Le jugement sera confirmé en ce qu’il a dit que l’employeur avait manqué à son obligation de reclassement, sans qu’il soit utile d’examiner le second moyen de la salariée fondé sur l’absence de motif économique du licenciement. En revanche, il sera infirmé en ce qu’il a dit que le licenciement pour motif économique était fondé, celui-ci étant au contraire sans cause réelle et sérieuse.
En application des articles L.1235-3 et L.1235-5 du code du travail, le salarié qui a une ancienneté supérieure à deux ans dans une entreprise occupant habituellement 11 salariés au moins, peut prétendre, en l’absence de réintégration dans l’entreprise, à une indemnité qui ne peut être inférieure aux salaires des six derniers mois.
Madame X avait 45 ans et une ancienneté de plus de 24 ans dans l’entreprise au moment du licenciement. Elle percevait à cette date un salaire mensuel brut moyen de 4.440,58 euros (cumul net imposable de 53.287 euros au 31 décembre 2015). Elle a adhéré à un congé de reclassement d’une durée d’un an, au cours duquel elle a effectué des formations prises en charge par l’employeur pour un montant total de 7.431,50 euros. Elle a perçu une indemnité globale de licenciement de 137.356 euros, dont 15.083,26 euros au titre du plan de sauvegarde de l’emploi. Elle a occupé successivement deux emplois à durée déterminée de novembre 2016 à octobre 2017. Elle ne justifie pas de sa situation d’emploi ni de sa situation financière depuis cette date.

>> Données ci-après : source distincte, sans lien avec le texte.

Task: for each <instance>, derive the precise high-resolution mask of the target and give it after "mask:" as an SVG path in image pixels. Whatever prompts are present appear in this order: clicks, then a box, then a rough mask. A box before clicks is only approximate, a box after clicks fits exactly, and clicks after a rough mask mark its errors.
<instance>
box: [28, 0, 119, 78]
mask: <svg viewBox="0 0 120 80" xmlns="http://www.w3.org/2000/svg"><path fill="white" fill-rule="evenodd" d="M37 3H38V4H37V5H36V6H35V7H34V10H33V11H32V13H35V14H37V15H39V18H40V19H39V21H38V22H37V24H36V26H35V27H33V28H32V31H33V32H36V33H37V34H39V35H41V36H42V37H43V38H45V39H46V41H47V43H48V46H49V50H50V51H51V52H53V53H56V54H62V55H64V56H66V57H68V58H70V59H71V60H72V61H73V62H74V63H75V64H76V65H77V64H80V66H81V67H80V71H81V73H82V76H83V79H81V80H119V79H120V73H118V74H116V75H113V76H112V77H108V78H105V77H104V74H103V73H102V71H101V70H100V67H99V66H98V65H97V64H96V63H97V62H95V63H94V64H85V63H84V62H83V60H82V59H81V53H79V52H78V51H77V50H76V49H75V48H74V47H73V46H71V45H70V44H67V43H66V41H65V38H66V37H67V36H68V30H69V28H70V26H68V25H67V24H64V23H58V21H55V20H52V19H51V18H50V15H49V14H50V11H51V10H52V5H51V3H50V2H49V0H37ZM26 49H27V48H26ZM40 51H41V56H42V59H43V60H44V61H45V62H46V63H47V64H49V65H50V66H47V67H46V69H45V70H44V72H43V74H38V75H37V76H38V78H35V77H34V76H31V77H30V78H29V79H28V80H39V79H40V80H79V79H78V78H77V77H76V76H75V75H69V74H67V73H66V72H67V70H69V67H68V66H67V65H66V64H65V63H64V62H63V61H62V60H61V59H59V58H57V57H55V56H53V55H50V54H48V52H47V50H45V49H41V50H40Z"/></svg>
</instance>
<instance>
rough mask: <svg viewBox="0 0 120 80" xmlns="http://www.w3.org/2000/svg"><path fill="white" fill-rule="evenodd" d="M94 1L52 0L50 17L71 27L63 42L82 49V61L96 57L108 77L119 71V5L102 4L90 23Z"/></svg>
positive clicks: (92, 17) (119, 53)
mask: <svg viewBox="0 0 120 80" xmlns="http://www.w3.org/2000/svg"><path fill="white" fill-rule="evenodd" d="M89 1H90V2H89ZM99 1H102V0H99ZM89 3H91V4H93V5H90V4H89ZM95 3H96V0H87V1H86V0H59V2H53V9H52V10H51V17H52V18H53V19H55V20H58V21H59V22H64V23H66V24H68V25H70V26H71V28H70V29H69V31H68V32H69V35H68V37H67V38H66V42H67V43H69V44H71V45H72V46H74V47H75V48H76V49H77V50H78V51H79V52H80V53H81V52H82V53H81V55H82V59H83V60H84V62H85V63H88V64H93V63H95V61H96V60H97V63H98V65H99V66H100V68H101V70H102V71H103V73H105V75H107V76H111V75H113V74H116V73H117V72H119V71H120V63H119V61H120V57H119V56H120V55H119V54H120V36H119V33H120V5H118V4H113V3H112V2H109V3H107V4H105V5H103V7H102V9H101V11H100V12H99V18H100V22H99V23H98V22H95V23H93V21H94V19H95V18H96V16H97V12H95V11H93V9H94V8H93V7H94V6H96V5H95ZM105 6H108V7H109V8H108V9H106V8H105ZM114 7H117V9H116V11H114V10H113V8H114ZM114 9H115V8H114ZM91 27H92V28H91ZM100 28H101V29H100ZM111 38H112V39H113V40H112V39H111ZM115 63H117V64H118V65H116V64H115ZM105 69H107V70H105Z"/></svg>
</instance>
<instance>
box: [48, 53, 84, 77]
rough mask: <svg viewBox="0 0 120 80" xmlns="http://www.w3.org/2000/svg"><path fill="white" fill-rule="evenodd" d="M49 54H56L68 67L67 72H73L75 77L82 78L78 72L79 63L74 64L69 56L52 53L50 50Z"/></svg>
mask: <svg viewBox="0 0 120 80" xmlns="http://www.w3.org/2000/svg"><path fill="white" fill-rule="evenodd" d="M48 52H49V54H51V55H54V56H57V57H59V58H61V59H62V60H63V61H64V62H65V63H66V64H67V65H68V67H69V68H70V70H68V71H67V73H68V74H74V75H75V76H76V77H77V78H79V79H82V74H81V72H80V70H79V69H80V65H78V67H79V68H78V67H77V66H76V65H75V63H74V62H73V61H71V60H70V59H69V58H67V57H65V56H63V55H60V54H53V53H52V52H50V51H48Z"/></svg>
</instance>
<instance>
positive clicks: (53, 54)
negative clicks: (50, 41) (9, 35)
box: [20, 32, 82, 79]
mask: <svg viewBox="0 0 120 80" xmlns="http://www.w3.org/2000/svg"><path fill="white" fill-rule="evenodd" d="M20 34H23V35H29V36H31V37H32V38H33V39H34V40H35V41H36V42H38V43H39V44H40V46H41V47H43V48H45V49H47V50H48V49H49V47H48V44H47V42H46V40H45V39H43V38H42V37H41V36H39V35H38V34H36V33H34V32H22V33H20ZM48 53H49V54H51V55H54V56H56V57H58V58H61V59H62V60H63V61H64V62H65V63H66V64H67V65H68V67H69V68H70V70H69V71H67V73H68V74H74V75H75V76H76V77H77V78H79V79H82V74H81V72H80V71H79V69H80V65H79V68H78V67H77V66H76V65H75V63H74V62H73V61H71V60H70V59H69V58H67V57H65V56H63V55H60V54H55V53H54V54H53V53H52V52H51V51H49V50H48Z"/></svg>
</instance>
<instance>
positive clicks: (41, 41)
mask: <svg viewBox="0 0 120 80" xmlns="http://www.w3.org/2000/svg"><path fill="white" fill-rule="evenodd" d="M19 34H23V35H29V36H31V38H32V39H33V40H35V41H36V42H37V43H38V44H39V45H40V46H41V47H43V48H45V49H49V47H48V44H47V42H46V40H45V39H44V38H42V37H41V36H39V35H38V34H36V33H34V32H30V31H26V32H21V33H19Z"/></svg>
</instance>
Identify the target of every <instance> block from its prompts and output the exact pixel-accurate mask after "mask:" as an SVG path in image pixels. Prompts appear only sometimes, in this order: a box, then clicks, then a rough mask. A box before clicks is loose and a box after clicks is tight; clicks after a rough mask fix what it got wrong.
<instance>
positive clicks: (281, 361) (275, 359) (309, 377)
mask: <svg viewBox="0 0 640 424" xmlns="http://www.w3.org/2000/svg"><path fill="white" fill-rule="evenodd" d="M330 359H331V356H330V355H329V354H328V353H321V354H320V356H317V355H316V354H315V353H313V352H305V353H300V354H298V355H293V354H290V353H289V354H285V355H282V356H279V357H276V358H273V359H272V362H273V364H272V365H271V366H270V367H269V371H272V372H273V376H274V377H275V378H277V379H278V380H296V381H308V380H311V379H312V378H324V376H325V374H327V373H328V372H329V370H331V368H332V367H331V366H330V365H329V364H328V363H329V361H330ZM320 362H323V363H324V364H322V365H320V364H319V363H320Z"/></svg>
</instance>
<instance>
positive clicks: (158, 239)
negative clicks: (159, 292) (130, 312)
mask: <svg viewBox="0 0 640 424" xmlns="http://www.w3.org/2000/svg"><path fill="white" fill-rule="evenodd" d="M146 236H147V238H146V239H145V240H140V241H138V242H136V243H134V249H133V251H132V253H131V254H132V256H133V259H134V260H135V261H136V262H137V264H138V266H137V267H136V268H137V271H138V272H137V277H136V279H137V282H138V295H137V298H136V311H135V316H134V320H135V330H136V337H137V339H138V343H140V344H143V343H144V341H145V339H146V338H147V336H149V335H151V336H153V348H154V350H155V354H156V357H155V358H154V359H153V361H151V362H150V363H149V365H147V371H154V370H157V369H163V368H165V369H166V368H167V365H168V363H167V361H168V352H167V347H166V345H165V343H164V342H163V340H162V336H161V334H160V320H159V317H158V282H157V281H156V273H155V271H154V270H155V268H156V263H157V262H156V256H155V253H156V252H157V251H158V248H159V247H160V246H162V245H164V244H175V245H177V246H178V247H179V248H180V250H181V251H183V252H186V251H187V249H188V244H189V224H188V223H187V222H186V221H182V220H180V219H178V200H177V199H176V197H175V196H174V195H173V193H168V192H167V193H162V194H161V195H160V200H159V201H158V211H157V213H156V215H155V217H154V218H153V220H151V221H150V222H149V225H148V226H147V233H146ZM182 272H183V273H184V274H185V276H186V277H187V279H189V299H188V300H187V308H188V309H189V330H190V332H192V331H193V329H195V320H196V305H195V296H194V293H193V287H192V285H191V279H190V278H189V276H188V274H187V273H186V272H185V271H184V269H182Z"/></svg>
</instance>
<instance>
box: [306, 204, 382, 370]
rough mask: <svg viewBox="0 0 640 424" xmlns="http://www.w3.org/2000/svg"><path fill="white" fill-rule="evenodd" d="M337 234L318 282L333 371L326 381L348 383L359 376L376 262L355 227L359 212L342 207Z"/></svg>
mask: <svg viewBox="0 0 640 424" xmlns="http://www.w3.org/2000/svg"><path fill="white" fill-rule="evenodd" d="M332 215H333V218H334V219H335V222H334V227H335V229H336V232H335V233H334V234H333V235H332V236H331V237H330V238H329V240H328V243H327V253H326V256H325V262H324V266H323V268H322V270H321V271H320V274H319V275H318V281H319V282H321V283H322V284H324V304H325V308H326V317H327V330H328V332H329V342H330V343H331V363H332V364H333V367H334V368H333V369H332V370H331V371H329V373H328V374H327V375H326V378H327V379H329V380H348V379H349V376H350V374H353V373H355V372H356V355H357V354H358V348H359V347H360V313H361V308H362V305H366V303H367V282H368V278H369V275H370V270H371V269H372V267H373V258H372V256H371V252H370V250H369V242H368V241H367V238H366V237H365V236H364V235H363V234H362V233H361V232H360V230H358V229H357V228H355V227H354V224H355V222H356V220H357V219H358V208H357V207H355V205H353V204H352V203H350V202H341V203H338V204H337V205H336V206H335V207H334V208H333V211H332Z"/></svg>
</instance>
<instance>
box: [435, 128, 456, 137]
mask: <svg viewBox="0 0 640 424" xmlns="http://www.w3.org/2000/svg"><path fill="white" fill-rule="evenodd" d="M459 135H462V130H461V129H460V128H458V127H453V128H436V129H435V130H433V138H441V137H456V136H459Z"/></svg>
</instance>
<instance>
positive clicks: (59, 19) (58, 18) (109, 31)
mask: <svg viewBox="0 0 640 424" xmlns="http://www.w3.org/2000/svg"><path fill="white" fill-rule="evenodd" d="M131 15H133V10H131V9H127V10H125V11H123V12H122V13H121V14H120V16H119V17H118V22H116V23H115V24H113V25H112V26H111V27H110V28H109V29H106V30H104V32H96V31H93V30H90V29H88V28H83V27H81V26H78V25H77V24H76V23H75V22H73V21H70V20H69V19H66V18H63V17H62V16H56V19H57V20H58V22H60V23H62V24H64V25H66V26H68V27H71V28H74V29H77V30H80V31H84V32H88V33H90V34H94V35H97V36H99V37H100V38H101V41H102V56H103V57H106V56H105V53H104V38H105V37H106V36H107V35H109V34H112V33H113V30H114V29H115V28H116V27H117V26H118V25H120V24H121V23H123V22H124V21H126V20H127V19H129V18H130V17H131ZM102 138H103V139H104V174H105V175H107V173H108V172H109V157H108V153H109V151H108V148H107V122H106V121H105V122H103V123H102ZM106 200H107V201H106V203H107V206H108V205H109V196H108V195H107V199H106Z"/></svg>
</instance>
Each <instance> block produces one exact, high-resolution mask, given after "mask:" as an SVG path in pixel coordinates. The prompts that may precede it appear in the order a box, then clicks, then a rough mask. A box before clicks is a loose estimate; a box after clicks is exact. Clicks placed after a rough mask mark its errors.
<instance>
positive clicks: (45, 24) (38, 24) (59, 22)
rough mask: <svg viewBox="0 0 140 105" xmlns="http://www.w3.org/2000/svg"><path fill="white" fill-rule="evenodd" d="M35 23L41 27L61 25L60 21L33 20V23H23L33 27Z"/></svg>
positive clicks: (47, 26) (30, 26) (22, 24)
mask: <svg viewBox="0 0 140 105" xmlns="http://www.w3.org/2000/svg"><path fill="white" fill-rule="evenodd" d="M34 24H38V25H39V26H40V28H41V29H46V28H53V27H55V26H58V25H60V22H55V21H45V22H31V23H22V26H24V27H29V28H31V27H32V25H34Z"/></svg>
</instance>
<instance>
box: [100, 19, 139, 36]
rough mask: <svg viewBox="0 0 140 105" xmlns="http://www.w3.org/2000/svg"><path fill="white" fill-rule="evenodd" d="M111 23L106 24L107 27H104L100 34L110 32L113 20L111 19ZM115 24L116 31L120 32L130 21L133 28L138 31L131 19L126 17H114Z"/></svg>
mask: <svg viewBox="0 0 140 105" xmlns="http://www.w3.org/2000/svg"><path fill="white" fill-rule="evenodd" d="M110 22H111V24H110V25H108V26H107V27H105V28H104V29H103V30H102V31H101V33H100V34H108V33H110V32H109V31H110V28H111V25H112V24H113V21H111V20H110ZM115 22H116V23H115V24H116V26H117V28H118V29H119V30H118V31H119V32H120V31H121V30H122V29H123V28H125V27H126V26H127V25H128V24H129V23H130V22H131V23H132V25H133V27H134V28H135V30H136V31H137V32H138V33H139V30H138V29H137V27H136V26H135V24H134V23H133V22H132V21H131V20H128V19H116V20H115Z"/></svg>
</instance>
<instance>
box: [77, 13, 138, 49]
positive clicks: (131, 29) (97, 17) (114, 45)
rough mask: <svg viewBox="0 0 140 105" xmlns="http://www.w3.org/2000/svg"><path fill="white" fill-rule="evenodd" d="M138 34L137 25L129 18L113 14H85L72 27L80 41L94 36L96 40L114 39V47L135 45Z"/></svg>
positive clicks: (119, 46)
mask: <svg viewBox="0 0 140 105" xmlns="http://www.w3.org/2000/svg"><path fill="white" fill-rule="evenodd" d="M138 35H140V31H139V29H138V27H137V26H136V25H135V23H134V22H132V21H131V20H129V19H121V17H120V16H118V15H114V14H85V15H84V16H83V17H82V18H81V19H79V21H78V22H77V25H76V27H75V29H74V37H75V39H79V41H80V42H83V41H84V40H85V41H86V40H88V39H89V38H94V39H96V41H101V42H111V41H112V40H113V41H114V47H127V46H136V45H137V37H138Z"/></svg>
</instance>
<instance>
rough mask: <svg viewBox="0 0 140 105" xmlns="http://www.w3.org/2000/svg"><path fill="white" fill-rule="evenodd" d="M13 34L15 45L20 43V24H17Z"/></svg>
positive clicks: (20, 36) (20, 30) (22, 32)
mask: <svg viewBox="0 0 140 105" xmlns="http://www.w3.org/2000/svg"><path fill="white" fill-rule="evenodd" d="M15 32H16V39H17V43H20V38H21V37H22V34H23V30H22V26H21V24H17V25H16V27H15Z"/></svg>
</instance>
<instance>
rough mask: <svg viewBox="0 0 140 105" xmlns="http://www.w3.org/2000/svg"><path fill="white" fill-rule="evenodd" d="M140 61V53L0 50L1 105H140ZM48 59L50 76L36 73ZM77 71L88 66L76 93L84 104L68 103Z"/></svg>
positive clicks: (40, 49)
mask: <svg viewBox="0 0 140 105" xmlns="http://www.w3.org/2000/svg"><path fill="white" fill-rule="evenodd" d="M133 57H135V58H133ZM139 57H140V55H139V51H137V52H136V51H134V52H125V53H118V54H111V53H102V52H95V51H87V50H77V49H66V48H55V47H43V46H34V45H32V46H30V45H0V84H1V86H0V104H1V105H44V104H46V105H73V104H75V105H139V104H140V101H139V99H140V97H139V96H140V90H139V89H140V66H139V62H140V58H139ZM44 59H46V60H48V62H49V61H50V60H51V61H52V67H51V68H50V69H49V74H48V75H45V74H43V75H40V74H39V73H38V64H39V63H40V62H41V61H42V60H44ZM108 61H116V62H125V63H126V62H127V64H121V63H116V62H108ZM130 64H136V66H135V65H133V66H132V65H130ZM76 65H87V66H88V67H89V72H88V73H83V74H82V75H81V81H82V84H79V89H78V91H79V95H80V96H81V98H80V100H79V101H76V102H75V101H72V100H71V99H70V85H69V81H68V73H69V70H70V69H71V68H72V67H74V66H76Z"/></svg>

Au vu de ces éléments, le conseil de prud’hommes a exactement apprécié le préjudice subi par Madame X du fait de son licenciement sans cause réelle et sérieuse. Le jugement sera confirmé quant au montant des dommages et intérêts alloués et quant à la condamnation de la société BASF BCS à rembourser à Pôle Emploi les indemnités de chômage versées, dans la limite de 3 mois en application de l’article L.1235-4 du code du travail
La société BASF BCS , qui n’obtient pas gain de cause dans le cadre de son recours, sera condamnée aux dépens d’appel.
Elle sera également condamnée à payer à Madame X la somme de 1.000 euros sur le fondement de l’article 700 du code de procédure civile, en sus de la somme déjà allouée par le jugement.
PAR CES MOTIFS
statuant publiquement, par arrêt mis à disposition au greffe et contradictoirement,
CONFIRME le jugement, sauf en ce qu’il dit que le licenciement pour motif économique est fondé;
L’INFIRME sur ce point,
STATUANT A NOUVEAU,
DIT que le licenciement de Madame X est sans cause réelle et sérieuse;
CONDAMNE la société BASF BCS à payer à Madame X la somme de 1.000 euros sur le fondement de l’article 700 du code de procédure civile en cause d’appel;
CONDAMNE la société BASF BCS aux dépens d’appel.